In Rendi’s view, the entrance of BIN spies on its own is less consequential than the ongoing influence of the security forces more broadly. Where these interests converge, he said, could prove significant. “It’s the police and the TNI that are on the front line of every land procurement dispute,” he said. “I don’t believe BIN agents will have the power to challenge the interests of the police and the TNI.”
Indeed, the malefactions of the Indonesian security apparatus was the subject of a 2014 year-end survey of land conflicts by the Jakarta-based Consortium of Agrarian Reform (KPA). The survey highlighted a host of rights violations, including 19 deaths, in 417 agrarian conflicts where security forces got involved. Masinton Pasribu, a legislator from Jokowi’s Indonesian Democratic Party of Struggle (PDI-P), publicly supported the study’s conclusions and backed the KPA’s call to remove the security forces from the agrarian theater.

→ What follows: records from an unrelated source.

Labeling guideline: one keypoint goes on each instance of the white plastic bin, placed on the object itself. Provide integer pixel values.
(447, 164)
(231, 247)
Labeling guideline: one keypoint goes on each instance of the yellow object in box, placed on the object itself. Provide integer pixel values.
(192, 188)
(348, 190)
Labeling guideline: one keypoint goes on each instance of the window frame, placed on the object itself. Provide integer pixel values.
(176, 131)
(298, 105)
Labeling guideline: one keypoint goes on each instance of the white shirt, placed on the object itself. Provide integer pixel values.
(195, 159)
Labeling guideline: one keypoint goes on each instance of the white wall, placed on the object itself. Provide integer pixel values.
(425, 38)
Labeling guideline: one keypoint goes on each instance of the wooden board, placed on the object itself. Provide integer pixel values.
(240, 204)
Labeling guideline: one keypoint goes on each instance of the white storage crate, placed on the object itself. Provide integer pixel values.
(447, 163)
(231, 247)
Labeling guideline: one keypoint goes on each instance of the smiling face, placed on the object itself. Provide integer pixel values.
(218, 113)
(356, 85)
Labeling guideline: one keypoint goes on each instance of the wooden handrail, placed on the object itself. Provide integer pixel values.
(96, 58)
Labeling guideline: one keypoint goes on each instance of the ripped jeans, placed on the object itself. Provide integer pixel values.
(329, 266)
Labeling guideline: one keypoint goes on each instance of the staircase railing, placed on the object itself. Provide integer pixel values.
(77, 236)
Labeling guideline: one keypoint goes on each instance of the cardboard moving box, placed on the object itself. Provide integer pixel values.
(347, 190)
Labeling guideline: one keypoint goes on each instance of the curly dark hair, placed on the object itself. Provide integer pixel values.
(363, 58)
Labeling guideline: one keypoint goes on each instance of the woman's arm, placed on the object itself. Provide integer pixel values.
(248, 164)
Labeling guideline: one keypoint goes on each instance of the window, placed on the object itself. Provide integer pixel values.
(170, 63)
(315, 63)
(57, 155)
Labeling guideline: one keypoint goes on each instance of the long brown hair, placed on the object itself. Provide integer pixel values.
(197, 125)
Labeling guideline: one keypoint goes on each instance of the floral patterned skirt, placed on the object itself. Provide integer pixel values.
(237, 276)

Iwan Nurdin, the KPA’s secretary-general, said that even by its own logic, the BIN-BKPM agreement was unlikely to buoy investor confidence. “I think it actually is a negative, as it makes investors wonder: Is it possible to invest in Indonesia without committing human rights violations? It signals to investors that there is something wrong with the investment board,” he said.
According to Iwan, covert strategies will only make it easier for firms to carry out “land grabs,” making it harder to resolve land conflicts that incapacitate development and uproot families.
“The government should bring all stakeholders together, not create a partnership just with BIN to solve this problem,” he said. “Without more transparency, land conflicts in Indonesia are not going to be resolved.”